Además, el tema del presentismo —tan difundido estos días como bandera de demonización de los docentes por parte del Ministerio de Educación— encuentra un fuerte rechazo en la docencia jujeña, ya que se ha convertido en parte del salario cuando en realidad no lo es. “Si un docente falta por enfermedad, discapacidad, cuidado de un hijo, incluso capacitación, pierde ese ingreso. Se trata de una metodología que obliga a trabajar aun enfermo, con consecuencias graves”, advirtió Sosa. En este contexto, señaló, “el anuncio oficial de reforzar el presentismo es percibido como una medida extorsiva y deshumanizante, que desconoce las condiciones reales de la tarea docente y profundiza la precarización que atraviesa al sistema educativo”.

La precarización, aseguró la secretaria general, “no se limita solo al salario ya que los docentes deben transitar diferentes escuelas, corregir, planificar, elaborar proyectos y evaluar, tareas que demandan tiempo extra no remunerado sino también a la falta de descanso y la multiplicidad de actividades llevan a que muchos deban buscar otros trabajos para complementar ingresos, sacrificando su salud y calidad de vida”. En este escenario, para Mercedes Sosa, “la medida de fuerza no solo se sostiene por la insuficiencia salarial y el costo del transporte, sino también por la sobrecarga laboral que profundiza la desigualdad y expone la fragilidad del sistema educativo”.
Hipocresía oficial y lucha docente
En este punto Mercedes Sosa fue categórica al señalar que el gobierno acusa a los docentes de no respetar el derecho a la educación, mientras recorta presupuesto, becas, capacitación, materiales e infraestructura. "Si los diputados de la provincia avalan en nación con su voto el ajuste educativo y aquí las autoridades no se hacen cargo, entonces es que no les importa y no consideran la educación como necesaria. Nosotros vivimos preguntando cómo lo van a equilibrar desde provincia y no hay respuesta entonces no nos pueden endilgar a nosotros la responsabilidad de que no estamos respetando el derecho a la educación”.
Para finalizar, Mercedes Sosa se refirió a la Reforma Laboral.
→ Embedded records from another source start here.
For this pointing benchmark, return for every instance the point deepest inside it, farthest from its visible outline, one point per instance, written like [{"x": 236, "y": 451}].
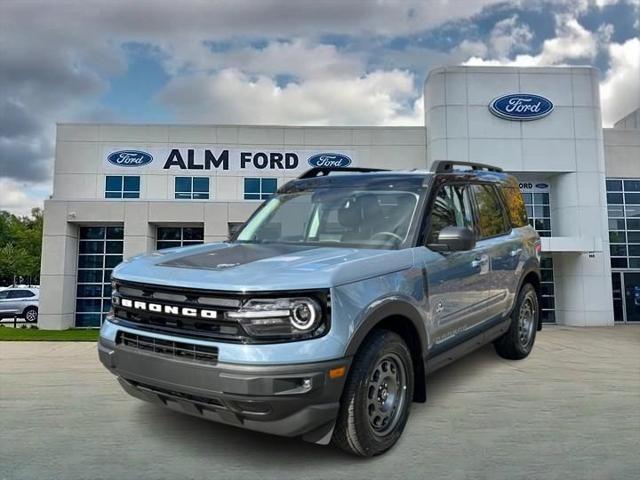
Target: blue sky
[{"x": 274, "y": 62}]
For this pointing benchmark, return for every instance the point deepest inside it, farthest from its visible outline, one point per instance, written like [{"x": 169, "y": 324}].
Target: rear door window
[
  {"x": 451, "y": 208},
  {"x": 514, "y": 202},
  {"x": 491, "y": 218},
  {"x": 20, "y": 294}
]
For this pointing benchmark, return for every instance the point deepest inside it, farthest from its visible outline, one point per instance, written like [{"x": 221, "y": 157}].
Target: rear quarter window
[{"x": 514, "y": 202}]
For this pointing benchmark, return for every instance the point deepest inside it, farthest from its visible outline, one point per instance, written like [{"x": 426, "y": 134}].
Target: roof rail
[
  {"x": 446, "y": 166},
  {"x": 323, "y": 171}
]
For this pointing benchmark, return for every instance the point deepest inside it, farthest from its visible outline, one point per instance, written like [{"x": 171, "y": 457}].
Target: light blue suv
[{"x": 324, "y": 314}]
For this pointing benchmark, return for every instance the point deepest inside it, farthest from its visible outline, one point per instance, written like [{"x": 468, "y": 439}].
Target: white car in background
[{"x": 20, "y": 301}]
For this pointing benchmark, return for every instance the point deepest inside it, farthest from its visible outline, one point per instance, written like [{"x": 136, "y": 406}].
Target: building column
[
  {"x": 582, "y": 279},
  {"x": 139, "y": 234},
  {"x": 58, "y": 269}
]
Señaló que no inaugura un nuevo escenario, sino que legitima una política de precarización ya instalada. “Cuando hablo de que los docentes no tienen continuidad, de salarios totalmente denigrados y de un presentismo que en realidad significa una baja salarial, estoy señalando que la reforma viene a avalar lo que ya venimos padeciendo”, expresó.
En ese sentido, cuestionó la idea de que la reforma no afecte a los estatales: “¿No ven que ya la estamos sufriendo?”. La combinación de esta situación con el rechazo a una oferta salarial paupérrima motiva el paro, mientras que el anuncio del presentismo reafirma —según Sosa— “una política de denigrar el salario, extorsionar a los trabajadores y someterlos a una economía feroz”.
“Sobre nuestras espaldas recaen los aumentos de servicios que el mismo gobierno valida. Aquí en la provincia se convalidan incrementos exorbitantes. Lo planteamos en paritarias también respecto al transporte, pero no toman nota de estas cosas”, concluyó, dejando en claro que la medida de fuerza es la única respuesta posible frente a un escenario de ajuste y desprotección.
Además, advirtió que la reforma educativa que se avecina profundiza la preocupación, ya que el Estado se corre de su rol de garante de la educación pública gratuita y de calidad, trasladando la responsabilidad a las familias. “La educación corre el riesgo de convertirse en mercancía”, alertó.